A/N: rencana cuci gudang. ini cerita sudah ke simpen lama banget. kalau mau baca prolognya atau prekuelnya baca Is it love?
Disclaimer : apapun yang kau kenal bukan milikku.
Fecility Garbrielle Malfoy berusia sebelas tahun. Dan ia akan pergi ke Hogwarts, dalam satu jam lagi. fecility mewarisi rambut pirang dan mata abu-abu ayahnya. Tapi, ia memiliki temperamen yang berbeda. Seperti yang dikatakan neneknya, ia semakin mirip dengan ibunya. Dan Fecility hanya bisa menerkanya, menerka seperti apa ibunya. Seperti apa wajahnya, apa ia cantik? Karena ia tidak tahu ibunya. Tak ada orang yang mau memberitahunya siapa ibunya. Hanya satu hal yang ia tahu, neneknya membenci ibunya.

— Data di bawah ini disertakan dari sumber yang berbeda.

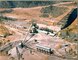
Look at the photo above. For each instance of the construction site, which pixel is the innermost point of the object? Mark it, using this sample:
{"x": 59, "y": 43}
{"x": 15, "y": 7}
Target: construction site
{"x": 46, "y": 31}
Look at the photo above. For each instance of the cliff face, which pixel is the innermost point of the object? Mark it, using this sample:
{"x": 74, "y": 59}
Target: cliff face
{"x": 14, "y": 4}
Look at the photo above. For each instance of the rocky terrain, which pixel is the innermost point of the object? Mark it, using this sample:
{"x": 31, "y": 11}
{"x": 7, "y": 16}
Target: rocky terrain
{"x": 54, "y": 17}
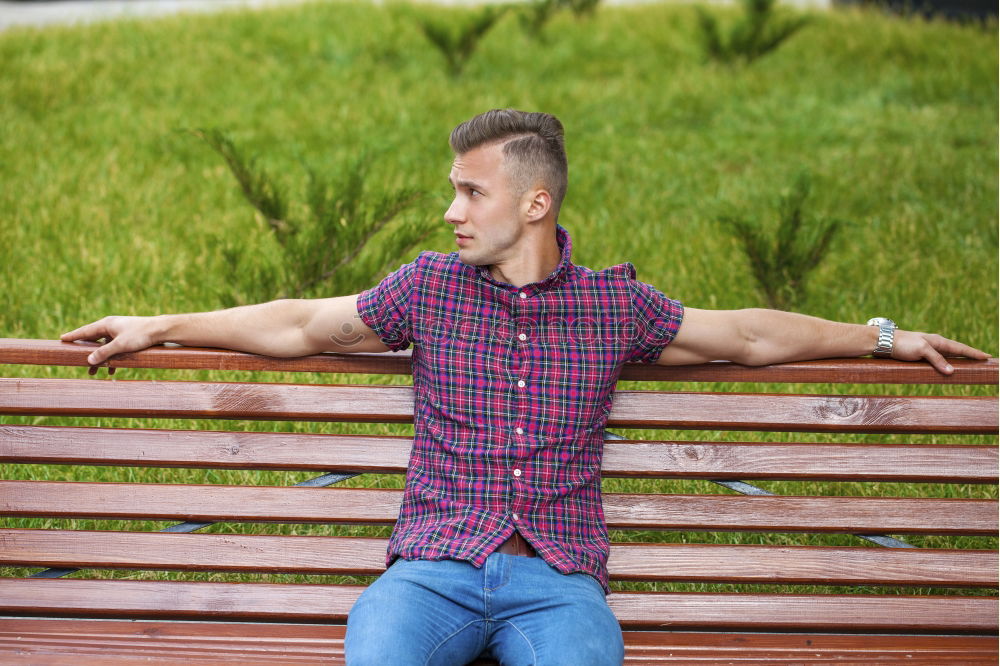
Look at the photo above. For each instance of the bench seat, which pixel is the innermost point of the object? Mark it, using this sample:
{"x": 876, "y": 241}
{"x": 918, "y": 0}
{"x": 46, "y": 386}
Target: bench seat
{"x": 680, "y": 597}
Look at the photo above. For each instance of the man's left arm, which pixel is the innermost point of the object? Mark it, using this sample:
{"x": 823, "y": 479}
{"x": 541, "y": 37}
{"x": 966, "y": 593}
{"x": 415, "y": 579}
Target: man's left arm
{"x": 762, "y": 337}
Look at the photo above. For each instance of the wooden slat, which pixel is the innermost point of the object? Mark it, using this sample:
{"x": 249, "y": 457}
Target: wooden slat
{"x": 804, "y": 413}
{"x": 248, "y": 642}
{"x": 330, "y": 603}
{"x": 868, "y": 515}
{"x": 295, "y": 402}
{"x": 857, "y": 371}
{"x": 317, "y": 555}
{"x": 381, "y": 453}
{"x": 648, "y": 409}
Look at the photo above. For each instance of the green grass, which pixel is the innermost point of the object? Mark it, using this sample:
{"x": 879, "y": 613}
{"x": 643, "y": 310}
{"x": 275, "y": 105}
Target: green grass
{"x": 108, "y": 206}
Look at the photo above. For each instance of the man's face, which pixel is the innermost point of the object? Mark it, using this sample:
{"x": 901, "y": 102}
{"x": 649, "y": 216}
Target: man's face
{"x": 485, "y": 212}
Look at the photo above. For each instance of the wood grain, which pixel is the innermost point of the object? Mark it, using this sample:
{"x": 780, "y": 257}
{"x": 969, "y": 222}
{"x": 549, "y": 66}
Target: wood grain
{"x": 394, "y": 404}
{"x": 125, "y": 501}
{"x": 381, "y": 453}
{"x": 319, "y": 555}
{"x": 856, "y": 371}
{"x": 90, "y": 640}
{"x": 330, "y": 603}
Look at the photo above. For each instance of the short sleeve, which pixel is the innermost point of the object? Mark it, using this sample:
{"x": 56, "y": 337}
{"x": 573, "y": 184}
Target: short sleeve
{"x": 385, "y": 308}
{"x": 656, "y": 320}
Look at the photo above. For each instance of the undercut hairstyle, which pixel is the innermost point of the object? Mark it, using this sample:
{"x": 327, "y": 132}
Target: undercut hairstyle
{"x": 534, "y": 152}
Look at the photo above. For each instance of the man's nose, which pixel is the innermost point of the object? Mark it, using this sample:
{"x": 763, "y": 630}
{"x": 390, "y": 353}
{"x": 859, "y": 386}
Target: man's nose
{"x": 454, "y": 214}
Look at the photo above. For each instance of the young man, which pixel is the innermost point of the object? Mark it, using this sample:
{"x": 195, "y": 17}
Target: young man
{"x": 501, "y": 545}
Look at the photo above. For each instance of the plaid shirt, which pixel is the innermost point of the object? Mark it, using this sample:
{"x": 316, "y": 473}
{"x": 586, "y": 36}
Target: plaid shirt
{"x": 513, "y": 386}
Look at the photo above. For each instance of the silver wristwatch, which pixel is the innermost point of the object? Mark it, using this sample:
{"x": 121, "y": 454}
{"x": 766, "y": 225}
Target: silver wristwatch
{"x": 886, "y": 328}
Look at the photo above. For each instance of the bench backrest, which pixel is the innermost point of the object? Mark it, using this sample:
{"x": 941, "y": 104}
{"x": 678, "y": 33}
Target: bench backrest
{"x": 671, "y": 562}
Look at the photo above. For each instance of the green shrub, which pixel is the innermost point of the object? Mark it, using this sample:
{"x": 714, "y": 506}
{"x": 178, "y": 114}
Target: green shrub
{"x": 338, "y": 248}
{"x": 458, "y": 41}
{"x": 758, "y": 32}
{"x": 781, "y": 262}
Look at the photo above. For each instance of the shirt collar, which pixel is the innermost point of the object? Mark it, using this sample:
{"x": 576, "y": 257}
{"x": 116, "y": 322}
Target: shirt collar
{"x": 554, "y": 279}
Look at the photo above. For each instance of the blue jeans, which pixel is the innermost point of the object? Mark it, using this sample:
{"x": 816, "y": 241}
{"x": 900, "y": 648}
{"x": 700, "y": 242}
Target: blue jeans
{"x": 517, "y": 609}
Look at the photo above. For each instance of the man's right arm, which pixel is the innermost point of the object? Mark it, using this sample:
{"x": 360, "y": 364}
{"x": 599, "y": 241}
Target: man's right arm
{"x": 283, "y": 328}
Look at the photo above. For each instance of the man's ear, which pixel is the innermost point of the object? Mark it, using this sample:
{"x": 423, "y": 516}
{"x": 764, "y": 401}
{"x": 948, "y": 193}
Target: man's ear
{"x": 537, "y": 203}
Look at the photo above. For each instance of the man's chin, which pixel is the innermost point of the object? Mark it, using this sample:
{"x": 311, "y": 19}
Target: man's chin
{"x": 471, "y": 259}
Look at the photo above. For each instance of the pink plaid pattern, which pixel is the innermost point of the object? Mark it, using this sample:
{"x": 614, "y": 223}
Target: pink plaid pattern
{"x": 513, "y": 389}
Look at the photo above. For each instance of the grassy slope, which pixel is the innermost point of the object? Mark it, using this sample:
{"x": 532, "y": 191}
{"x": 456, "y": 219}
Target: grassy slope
{"x": 106, "y": 206}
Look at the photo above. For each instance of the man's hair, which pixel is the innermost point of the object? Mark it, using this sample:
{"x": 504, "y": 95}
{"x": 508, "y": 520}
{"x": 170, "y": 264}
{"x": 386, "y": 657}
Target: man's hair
{"x": 533, "y": 148}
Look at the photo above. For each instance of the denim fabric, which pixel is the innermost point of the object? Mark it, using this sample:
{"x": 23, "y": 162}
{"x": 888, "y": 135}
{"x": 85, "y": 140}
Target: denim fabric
{"x": 448, "y": 612}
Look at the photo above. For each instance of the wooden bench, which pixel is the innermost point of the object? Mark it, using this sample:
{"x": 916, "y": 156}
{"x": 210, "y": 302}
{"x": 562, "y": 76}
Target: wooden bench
{"x": 706, "y": 602}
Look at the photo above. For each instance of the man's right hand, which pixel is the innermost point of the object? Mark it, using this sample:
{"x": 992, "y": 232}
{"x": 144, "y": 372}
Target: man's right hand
{"x": 120, "y": 334}
{"x": 283, "y": 328}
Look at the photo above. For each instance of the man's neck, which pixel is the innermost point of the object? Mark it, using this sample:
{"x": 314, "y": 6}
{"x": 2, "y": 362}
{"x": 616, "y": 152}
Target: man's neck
{"x": 535, "y": 262}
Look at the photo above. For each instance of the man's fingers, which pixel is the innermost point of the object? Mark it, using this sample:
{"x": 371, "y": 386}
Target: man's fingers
{"x": 106, "y": 351}
{"x": 938, "y": 361}
{"x": 92, "y": 331}
{"x": 953, "y": 348}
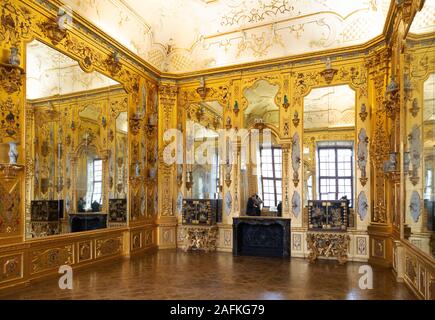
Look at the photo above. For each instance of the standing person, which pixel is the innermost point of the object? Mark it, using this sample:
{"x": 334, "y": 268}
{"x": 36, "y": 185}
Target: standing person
{"x": 251, "y": 206}
{"x": 279, "y": 209}
{"x": 258, "y": 203}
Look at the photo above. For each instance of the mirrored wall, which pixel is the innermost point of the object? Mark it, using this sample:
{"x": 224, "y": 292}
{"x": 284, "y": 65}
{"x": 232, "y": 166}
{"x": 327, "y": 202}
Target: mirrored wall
{"x": 202, "y": 203}
{"x": 419, "y": 138}
{"x": 329, "y": 157}
{"x": 261, "y": 168}
{"x": 77, "y": 133}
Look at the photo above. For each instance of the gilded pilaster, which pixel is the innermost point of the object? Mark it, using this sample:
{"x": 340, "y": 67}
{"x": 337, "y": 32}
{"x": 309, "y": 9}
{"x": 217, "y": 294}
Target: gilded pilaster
{"x": 166, "y": 220}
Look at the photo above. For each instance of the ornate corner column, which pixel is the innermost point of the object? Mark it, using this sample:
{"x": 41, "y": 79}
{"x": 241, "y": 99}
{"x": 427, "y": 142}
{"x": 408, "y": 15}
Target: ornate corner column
{"x": 380, "y": 227}
{"x": 166, "y": 219}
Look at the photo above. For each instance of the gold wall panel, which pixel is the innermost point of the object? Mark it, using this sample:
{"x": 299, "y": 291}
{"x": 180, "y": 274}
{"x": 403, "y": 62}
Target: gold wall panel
{"x": 52, "y": 258}
{"x": 11, "y": 267}
{"x": 84, "y": 251}
{"x": 108, "y": 247}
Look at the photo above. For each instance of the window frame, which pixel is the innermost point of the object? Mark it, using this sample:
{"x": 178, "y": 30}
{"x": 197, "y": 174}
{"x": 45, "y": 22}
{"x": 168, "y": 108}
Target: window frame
{"x": 274, "y": 179}
{"x": 336, "y": 177}
{"x": 94, "y": 182}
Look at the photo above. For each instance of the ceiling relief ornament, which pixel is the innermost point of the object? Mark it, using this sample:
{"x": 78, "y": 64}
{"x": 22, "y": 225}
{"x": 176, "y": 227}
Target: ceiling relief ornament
{"x": 257, "y": 11}
{"x": 15, "y": 23}
{"x": 228, "y": 32}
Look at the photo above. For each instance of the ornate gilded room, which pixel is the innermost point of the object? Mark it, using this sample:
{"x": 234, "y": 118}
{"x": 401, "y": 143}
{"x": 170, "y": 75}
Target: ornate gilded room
{"x": 217, "y": 149}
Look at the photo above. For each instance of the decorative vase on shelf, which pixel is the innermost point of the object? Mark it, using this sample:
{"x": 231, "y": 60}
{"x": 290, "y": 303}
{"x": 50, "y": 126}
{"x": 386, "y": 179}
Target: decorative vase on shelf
{"x": 13, "y": 153}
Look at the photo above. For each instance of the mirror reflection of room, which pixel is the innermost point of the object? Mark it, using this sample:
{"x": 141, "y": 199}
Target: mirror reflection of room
{"x": 78, "y": 133}
{"x": 420, "y": 217}
{"x": 262, "y": 180}
{"x": 203, "y": 202}
{"x": 328, "y": 157}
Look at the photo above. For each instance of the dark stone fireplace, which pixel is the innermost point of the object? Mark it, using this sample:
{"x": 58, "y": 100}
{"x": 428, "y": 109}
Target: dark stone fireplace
{"x": 261, "y": 236}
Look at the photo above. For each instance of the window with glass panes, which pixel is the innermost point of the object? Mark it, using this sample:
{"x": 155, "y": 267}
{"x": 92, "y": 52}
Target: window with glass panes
{"x": 335, "y": 173}
{"x": 271, "y": 176}
{"x": 97, "y": 181}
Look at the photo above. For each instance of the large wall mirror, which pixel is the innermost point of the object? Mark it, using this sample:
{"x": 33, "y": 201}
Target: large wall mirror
{"x": 419, "y": 136}
{"x": 261, "y": 169}
{"x": 203, "y": 201}
{"x": 420, "y": 211}
{"x": 329, "y": 157}
{"x": 76, "y": 129}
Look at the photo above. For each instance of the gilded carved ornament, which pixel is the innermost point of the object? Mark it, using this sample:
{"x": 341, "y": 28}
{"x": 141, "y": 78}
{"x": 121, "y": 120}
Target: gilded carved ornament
{"x": 11, "y": 77}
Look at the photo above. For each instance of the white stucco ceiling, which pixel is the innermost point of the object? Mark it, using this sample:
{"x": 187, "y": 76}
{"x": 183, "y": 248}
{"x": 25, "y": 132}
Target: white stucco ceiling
{"x": 188, "y": 35}
{"x": 49, "y": 73}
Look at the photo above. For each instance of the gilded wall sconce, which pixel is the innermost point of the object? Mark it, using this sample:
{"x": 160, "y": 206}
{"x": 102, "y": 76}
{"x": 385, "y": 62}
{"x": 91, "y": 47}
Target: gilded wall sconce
{"x": 415, "y": 153}
{"x": 216, "y": 122}
{"x": 113, "y": 63}
{"x": 150, "y": 125}
{"x": 406, "y": 162}
{"x": 296, "y": 158}
{"x": 189, "y": 180}
{"x": 296, "y": 119}
{"x": 179, "y": 175}
{"x": 200, "y": 113}
{"x": 407, "y": 87}
{"x": 202, "y": 89}
{"x": 363, "y": 114}
{"x": 228, "y": 174}
{"x": 414, "y": 108}
{"x": 391, "y": 101}
{"x": 134, "y": 124}
{"x": 228, "y": 124}
{"x": 11, "y": 77}
{"x": 285, "y": 104}
{"x": 329, "y": 73}
{"x": 236, "y": 108}
{"x": 362, "y": 155}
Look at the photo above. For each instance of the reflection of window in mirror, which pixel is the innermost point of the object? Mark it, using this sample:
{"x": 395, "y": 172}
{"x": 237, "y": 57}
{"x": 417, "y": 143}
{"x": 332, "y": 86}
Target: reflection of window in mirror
{"x": 270, "y": 179}
{"x": 72, "y": 127}
{"x": 329, "y": 153}
{"x": 261, "y": 105}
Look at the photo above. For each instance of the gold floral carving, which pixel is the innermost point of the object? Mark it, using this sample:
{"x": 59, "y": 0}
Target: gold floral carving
{"x": 11, "y": 77}
{"x": 106, "y": 247}
{"x": 85, "y": 251}
{"x": 10, "y": 199}
{"x": 411, "y": 270}
{"x": 11, "y": 267}
{"x": 46, "y": 259}
{"x": 200, "y": 238}
{"x": 15, "y": 23}
{"x": 52, "y": 31}
{"x": 328, "y": 245}
{"x": 136, "y": 241}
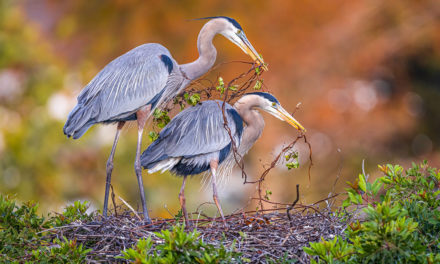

Ketika Fecility berusia delapan tahun, ia bertanya tentang ibunya kepada ayahnya. Tapi ayahnya hanya menghiraukan pertanyaannya itu. menolak menjawabnya. Sejak saat itu felicity akan selalu berandai-andai. Neneknya tidak menyetujui hubungan ayahnya dengan ibunya. Maka neneknya mengusir ibunya. Seperti cerita-cerita opera sabun yang sering diceritakan pengasuhnya yang berdarah campuran, tentu saja tanpa sepengetahuan neneknya.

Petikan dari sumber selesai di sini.